1. 10-20-30 For Cardiovascular Health
Researchers in Denmark concluded this style of interval training lowers blood cholesterol, lowers blood pressure, and increases endurance and speed in less time than their fellow runners who ran at a sustained pace for five kilometers. Apart from finding positive physiological benefits, the participants also described this method of interval training as fun and enjoyable!
For a runner, it would consist of:
- 30 seconds of jogging at 50 – 70 per cent effort
- 20 seconds of running at 70-90 per cent effort
- 10 seconds of sprinting at 90-100 per ent effort
…For five rounds, without rest.
The 10-second sprint should be an all-out exertion and should feel very challenging and uncomfortable. Next, take a 2-minute break, and then repeat for another 5 rounds.
In total this will only take 12 minutes, and should be done twice a week, allowing your body to fully recover between sessions.
2. Tabatas For Strength
Tabatas can be done anywhere, with any exercise, no equipment necessary. It’s a great way to finish off a workout, and can also be used for a quick sweat session on a busy day.
The main focus is effort – 20 seconds of truly exerting yourself, followed by 10 seconds of rest for 8 rounds. One set of Tabata will take four minutes. If you would like to do multiple sets, take two minutes of rest between each set of 8 rounds to recover.
A forearm plank, bodyweight squats, or push-ups are great simple options to start with.

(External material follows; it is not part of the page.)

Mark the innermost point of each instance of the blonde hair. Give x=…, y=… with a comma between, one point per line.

Begin your timer and engage every muscle in your body as you push yourself for 20 seconds, take a 10 second rest, and then repeat for 8 rounds.
Read more: What Is Tabata? Four Moves To Get Started
If this seems too tough, try alternating between two exercises, for example: 20 seconds of bodyweight squats, 10 seconds of rest, then 20 seconds holding a forearm plank and switching between the two. As you progress, you can challenge yourself by adding weight, turning an exercise into a dynamic or explosive movement, or by changing the speed of the exercise.
Tabata gives you the structure to create some unique, personalized, and fun workouts. Get creative with exercise combinations, and explore new ways of pushing yourself.
Although 20 seconds of work may not seem very long, it will feel that way when you’re having trouble catching your breath. But just remember, when it comes to interval training, you will get out what you put in. So, hustle hard, recover well, and don’t be afraid to shake things up!